41. The method of any one of claims 38-40, comprising, prior to the administering, determining or having determined the presence of any one or more of the HLA-PEPTIDE target, the restricted peptide of the HLA-PEPTIDE target, and the HLA molecule of the HLA-PEPTIDE target in a biological sample obtained from the subject.
42. The method of claim 41, wherein the biological sample is a blood sample or a tumor sample.
43. The method of claim 42, wherein the blood sample is a plasma or serum sample.
44. The method of claim 43, wherein after having determined the presence of the HLA- PEPTIDE target, restricted peptide, or HLA in the biological sample obtained from the subject, administering to the subject an ABP that selectively binds to the HLA-PEPTIDE antigen.
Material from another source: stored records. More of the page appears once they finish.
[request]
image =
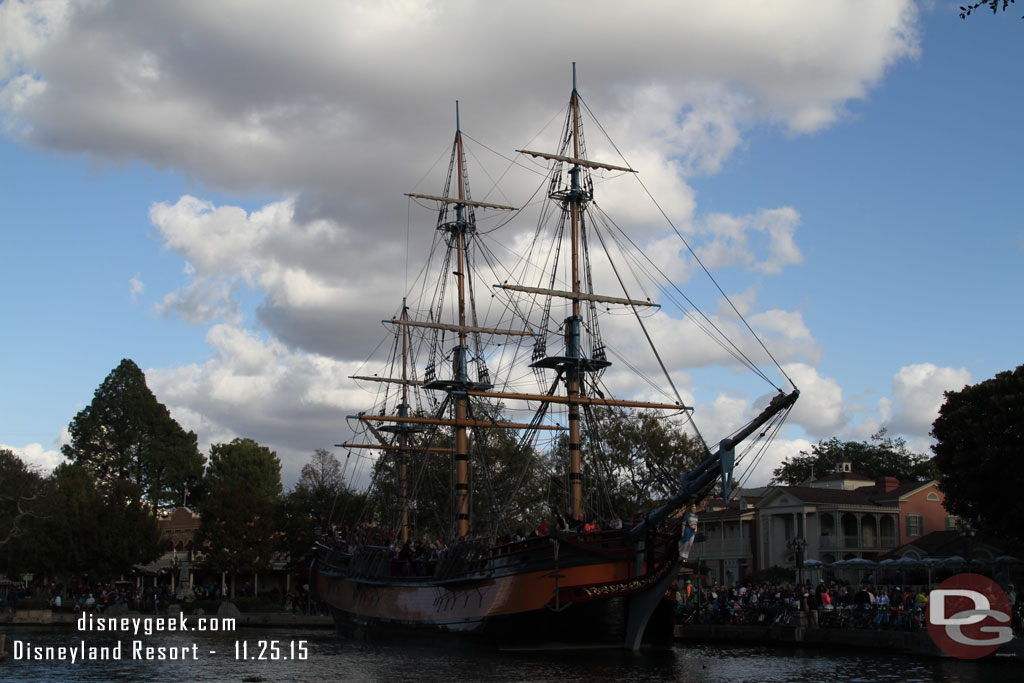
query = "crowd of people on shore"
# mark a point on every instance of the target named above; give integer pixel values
(833, 604)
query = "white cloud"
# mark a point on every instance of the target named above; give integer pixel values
(731, 237)
(37, 457)
(292, 402)
(918, 394)
(268, 100)
(820, 410)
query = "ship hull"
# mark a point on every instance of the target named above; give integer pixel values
(527, 597)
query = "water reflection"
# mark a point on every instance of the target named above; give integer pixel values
(332, 658)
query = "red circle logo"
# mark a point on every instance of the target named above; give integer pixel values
(969, 616)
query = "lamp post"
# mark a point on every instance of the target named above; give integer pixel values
(798, 545)
(968, 530)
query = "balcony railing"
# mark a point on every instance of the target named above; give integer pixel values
(851, 541)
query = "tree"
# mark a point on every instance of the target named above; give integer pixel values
(22, 497)
(244, 463)
(89, 530)
(882, 457)
(125, 434)
(979, 438)
(25, 500)
(318, 500)
(967, 10)
(243, 486)
(632, 462)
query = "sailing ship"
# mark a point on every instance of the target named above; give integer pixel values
(589, 571)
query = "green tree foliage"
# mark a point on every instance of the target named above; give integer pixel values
(881, 457)
(89, 530)
(238, 530)
(979, 438)
(318, 500)
(631, 462)
(125, 434)
(246, 463)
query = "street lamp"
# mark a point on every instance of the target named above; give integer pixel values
(968, 530)
(798, 545)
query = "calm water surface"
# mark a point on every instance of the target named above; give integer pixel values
(332, 658)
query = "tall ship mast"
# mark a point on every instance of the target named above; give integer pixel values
(513, 497)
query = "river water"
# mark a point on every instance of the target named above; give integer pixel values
(328, 657)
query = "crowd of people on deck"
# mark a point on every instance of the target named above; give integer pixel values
(832, 604)
(419, 557)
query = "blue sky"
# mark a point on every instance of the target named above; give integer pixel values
(218, 196)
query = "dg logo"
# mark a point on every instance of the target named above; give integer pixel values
(969, 616)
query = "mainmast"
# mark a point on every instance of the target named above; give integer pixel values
(572, 325)
(574, 364)
(461, 353)
(403, 434)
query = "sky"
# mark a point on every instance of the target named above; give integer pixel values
(215, 191)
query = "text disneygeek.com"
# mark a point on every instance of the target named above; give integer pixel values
(138, 648)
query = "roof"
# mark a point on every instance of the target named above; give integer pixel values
(828, 496)
(945, 544)
(842, 476)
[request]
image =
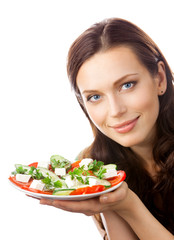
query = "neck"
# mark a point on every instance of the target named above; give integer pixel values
(146, 154)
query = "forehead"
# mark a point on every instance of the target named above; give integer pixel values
(109, 65)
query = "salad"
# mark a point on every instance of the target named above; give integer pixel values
(61, 177)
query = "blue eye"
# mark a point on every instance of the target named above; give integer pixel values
(128, 85)
(94, 98)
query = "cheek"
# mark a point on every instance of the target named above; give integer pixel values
(97, 115)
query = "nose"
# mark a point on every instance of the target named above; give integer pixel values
(116, 106)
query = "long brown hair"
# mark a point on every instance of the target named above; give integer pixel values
(101, 37)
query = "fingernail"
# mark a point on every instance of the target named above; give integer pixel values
(103, 198)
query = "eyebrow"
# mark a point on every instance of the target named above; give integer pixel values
(115, 83)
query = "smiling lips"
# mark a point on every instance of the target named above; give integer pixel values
(125, 126)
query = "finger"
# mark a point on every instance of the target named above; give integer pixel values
(115, 196)
(45, 201)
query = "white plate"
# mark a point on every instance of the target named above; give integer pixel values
(69, 197)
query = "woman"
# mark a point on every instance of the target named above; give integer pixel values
(124, 86)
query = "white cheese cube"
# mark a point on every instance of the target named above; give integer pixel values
(110, 173)
(85, 162)
(60, 171)
(72, 182)
(43, 164)
(92, 181)
(37, 184)
(23, 177)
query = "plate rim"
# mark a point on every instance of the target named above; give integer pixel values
(64, 197)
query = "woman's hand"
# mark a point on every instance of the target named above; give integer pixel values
(118, 200)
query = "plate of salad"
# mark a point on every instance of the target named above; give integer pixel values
(60, 179)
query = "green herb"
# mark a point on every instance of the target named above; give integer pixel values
(21, 170)
(58, 184)
(47, 181)
(37, 174)
(100, 173)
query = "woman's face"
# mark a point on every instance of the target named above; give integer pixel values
(120, 96)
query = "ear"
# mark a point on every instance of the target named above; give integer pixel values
(161, 78)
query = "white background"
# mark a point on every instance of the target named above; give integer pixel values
(39, 115)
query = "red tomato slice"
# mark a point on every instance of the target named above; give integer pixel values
(88, 190)
(121, 175)
(35, 164)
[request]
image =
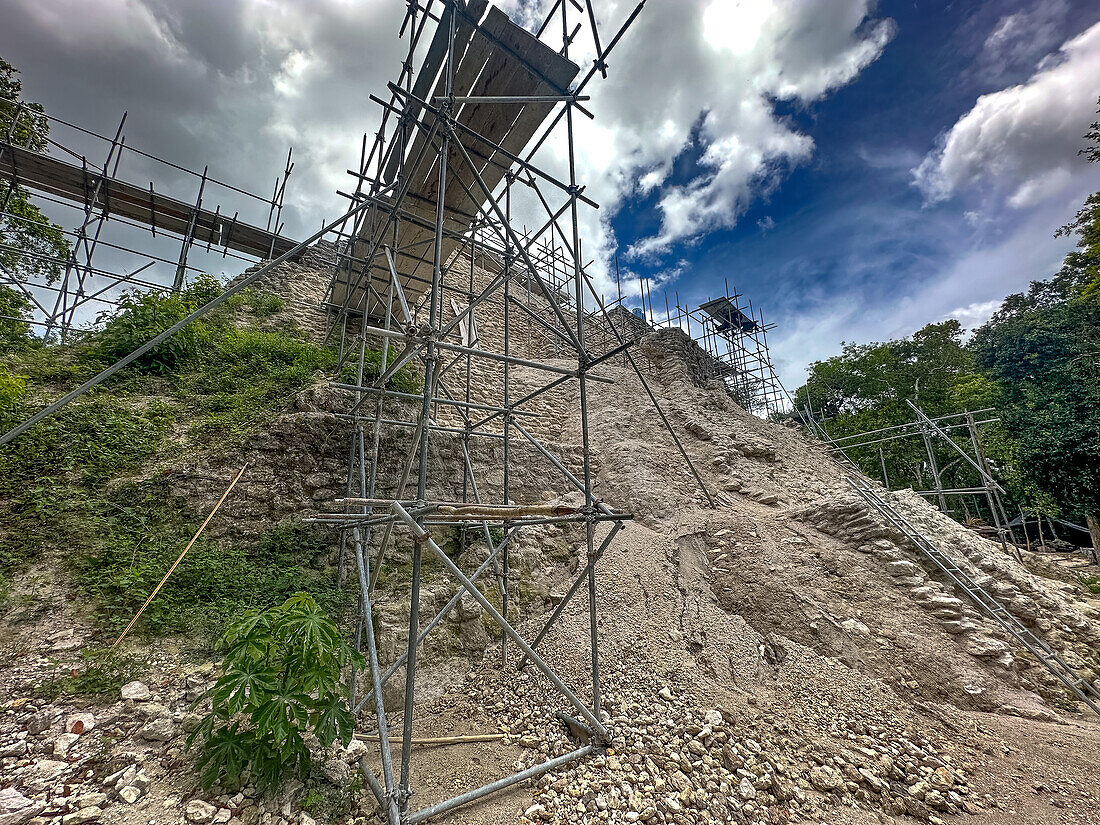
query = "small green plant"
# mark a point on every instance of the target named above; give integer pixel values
(281, 679)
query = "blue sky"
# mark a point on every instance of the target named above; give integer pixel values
(844, 244)
(857, 168)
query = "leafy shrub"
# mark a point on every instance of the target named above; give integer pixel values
(142, 536)
(142, 316)
(281, 679)
(14, 330)
(243, 378)
(12, 389)
(51, 477)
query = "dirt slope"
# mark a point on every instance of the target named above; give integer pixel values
(782, 657)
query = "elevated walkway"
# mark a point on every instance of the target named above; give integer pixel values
(505, 84)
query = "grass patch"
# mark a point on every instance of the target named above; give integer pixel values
(216, 581)
(83, 483)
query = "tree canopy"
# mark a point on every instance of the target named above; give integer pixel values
(32, 248)
(866, 388)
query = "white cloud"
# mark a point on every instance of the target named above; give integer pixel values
(1022, 141)
(710, 72)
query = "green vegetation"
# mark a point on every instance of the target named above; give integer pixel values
(105, 671)
(25, 229)
(866, 388)
(281, 679)
(1036, 361)
(86, 484)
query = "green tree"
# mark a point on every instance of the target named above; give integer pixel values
(866, 388)
(1043, 348)
(32, 248)
(281, 678)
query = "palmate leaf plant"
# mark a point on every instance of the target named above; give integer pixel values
(279, 682)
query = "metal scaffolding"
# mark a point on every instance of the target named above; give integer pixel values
(119, 219)
(433, 246)
(931, 431)
(735, 334)
(426, 245)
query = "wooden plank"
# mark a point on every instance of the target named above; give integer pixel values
(431, 68)
(498, 58)
(59, 178)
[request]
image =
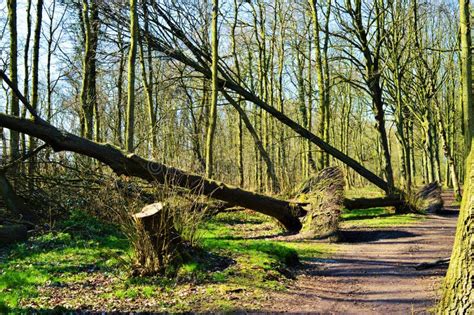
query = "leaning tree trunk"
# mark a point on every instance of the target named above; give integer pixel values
(132, 165)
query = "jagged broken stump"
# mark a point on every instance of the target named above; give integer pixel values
(324, 194)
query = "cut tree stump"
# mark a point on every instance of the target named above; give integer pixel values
(158, 240)
(324, 194)
(13, 233)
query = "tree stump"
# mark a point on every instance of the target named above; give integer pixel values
(430, 196)
(157, 242)
(13, 233)
(325, 194)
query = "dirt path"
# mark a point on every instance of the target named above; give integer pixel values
(374, 273)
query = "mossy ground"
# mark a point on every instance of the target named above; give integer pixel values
(85, 264)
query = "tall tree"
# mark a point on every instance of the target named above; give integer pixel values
(88, 90)
(322, 72)
(34, 72)
(14, 102)
(458, 295)
(130, 119)
(213, 110)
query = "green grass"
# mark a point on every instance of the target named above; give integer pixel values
(56, 258)
(85, 264)
(377, 217)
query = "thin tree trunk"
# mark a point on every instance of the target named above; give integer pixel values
(14, 103)
(34, 71)
(130, 119)
(213, 111)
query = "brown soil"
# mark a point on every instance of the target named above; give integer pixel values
(374, 271)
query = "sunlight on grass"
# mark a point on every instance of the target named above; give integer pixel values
(46, 272)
45. A kit comprising the antigen binding protein of any of the preceding claims or a pharmaceutical composition of claim 37 and instructions for use.
46. A method of identifying an antigen binding protein of any of the preceding claims, comprising a. binding an antigen binding protein to an HLA-PEPTIDE target comprising an HLA-restricted peptide complexed with an HLA Class I molecule, wherein the HLA-restricted peptide is located in the peptide binding groove of an al/a2 heterodimer portion of the HLA Class I molecule, wherein the HLA Class I molecule is HLA subtype HLA-A*01 :01 and the HLA-restricted peptide comprises the sequence NTDNNLAVY (SEQ ID NO: 1); b. contacting the antigen binding protein with one or more off-target HLA- PEPTIDEs of any one of the preceding claims; and c. identifying the antigen binding protein if the antigen binding protein does not bind to the one or more off-target HLA-PEPTIDEs.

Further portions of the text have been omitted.